İNCELEME ve GEREKÇE:Dava, davacı ve davalı arasındaki personel taşınmasına yönelik düzenlenen iki adet faturanın ödenemmesi nedeniyle———- icra dosyasında başlatılan takibe yönelik yapılan itirazın iptali istemine ilişkindir.

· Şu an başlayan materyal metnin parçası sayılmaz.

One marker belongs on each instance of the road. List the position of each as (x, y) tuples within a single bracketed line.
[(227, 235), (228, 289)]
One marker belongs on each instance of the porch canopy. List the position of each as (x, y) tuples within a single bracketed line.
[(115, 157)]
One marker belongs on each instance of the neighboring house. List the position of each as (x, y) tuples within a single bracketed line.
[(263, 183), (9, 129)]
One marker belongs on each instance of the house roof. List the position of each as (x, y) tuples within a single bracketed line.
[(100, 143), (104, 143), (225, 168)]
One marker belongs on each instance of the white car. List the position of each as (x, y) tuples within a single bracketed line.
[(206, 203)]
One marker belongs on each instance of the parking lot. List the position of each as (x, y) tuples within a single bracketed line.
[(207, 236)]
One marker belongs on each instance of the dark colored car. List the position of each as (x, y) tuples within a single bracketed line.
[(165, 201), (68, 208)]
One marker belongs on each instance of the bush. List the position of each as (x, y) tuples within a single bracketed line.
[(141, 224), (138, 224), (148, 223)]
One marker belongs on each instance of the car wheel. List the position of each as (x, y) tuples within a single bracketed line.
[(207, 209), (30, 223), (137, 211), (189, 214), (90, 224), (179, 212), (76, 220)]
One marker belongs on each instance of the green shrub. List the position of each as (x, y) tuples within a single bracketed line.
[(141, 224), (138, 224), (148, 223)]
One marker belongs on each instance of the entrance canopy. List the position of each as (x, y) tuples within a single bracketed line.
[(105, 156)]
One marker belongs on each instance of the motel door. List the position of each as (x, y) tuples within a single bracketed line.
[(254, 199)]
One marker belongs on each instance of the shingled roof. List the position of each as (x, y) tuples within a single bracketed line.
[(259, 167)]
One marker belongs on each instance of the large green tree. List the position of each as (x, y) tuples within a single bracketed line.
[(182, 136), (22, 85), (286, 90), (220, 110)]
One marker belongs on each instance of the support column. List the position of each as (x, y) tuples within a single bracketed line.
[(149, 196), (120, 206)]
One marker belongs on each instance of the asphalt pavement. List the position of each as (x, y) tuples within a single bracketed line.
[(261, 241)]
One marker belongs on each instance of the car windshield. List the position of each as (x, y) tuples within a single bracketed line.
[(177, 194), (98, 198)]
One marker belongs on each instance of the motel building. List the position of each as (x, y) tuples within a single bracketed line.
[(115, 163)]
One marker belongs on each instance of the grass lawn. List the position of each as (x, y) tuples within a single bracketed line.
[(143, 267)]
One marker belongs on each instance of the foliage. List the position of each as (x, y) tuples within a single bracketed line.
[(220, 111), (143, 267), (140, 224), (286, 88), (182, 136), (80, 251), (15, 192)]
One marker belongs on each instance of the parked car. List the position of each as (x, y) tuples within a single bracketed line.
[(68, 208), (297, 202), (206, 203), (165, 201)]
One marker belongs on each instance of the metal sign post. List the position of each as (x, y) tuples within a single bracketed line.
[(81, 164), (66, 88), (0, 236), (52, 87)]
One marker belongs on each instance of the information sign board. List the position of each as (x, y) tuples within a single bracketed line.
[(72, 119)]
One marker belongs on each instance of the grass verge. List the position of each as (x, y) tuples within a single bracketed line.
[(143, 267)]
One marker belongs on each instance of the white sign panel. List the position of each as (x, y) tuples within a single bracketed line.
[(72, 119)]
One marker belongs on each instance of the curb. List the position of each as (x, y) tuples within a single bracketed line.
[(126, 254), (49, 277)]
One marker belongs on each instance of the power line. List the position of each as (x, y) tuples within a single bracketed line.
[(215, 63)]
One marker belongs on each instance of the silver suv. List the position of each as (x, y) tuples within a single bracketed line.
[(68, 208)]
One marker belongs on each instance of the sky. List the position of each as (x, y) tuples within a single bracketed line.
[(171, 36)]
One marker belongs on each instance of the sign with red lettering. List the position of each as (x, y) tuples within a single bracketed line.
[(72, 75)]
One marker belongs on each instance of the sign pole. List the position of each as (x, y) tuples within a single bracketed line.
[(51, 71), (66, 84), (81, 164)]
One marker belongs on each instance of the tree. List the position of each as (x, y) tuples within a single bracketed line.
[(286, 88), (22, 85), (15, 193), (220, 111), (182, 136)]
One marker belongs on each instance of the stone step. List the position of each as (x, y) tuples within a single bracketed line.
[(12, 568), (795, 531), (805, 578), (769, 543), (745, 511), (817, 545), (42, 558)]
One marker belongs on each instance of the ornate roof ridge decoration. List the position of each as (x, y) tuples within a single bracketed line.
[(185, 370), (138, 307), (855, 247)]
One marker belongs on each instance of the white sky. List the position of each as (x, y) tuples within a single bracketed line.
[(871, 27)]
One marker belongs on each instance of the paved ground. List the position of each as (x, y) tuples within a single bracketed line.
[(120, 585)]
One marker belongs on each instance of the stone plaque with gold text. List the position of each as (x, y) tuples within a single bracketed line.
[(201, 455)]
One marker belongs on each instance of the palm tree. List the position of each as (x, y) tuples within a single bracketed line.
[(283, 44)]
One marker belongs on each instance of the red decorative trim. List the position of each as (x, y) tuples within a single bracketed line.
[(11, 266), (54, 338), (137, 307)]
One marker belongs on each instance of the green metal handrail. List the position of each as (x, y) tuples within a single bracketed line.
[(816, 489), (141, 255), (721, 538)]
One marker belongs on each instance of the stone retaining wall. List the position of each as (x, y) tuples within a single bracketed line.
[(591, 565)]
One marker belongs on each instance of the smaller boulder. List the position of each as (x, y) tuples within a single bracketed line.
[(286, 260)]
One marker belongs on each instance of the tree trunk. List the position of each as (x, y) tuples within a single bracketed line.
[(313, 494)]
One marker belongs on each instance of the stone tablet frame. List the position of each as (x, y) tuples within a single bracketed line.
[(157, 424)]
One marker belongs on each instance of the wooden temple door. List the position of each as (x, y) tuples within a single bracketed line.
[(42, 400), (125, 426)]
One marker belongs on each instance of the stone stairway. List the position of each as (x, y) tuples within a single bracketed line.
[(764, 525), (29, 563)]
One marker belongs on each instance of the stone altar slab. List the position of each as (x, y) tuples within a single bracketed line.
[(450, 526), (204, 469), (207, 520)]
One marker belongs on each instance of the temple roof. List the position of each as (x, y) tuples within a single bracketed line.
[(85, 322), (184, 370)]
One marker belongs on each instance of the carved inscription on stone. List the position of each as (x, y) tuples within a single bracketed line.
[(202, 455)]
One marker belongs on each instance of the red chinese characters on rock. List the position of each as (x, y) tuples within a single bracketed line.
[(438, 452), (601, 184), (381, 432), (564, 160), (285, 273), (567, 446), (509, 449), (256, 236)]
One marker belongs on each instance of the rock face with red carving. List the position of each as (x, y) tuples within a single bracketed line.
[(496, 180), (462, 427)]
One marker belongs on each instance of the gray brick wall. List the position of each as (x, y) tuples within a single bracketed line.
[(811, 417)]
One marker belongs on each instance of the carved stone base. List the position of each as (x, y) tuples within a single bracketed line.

7155 sayılı Yasa ile 6102 sayılı Yasaya 5/A maddesi eklenerek ticari davalarda arabuluculuk dava şartı haline getirilmiş olup, mahkememizdeki dava 18/03/2022 tarihinde açılmakla davacının dava şartı arabuluculuk koşulunu yerine getirdiği görülmüştür.Mahkememiz dosyası üzerinden yapılan incelemede; Dilekçeler aşaması tamamlanmakla, mahkememizin ön inceleme duruşmasında dava şartları ve ilk itirazlar incelenmiş, tarafların sulh olma imkanının bulunmadığının tespiti ile uyuşmazlık noktaları belirlenerek tahkikat aşamasına geçilip, deliller toplanmıştır.——- dosya incelendiğinde; Davacı, davalı aleyhine 30/11/2021 tarihli personel taşıma bedeline ilişkin fatura alacağına ilişkin toplam 45.012.64 TL takip talebinde bulunduğu, takibe itiraz edildiği takibin durmuş olduğu anlaşılmıştır.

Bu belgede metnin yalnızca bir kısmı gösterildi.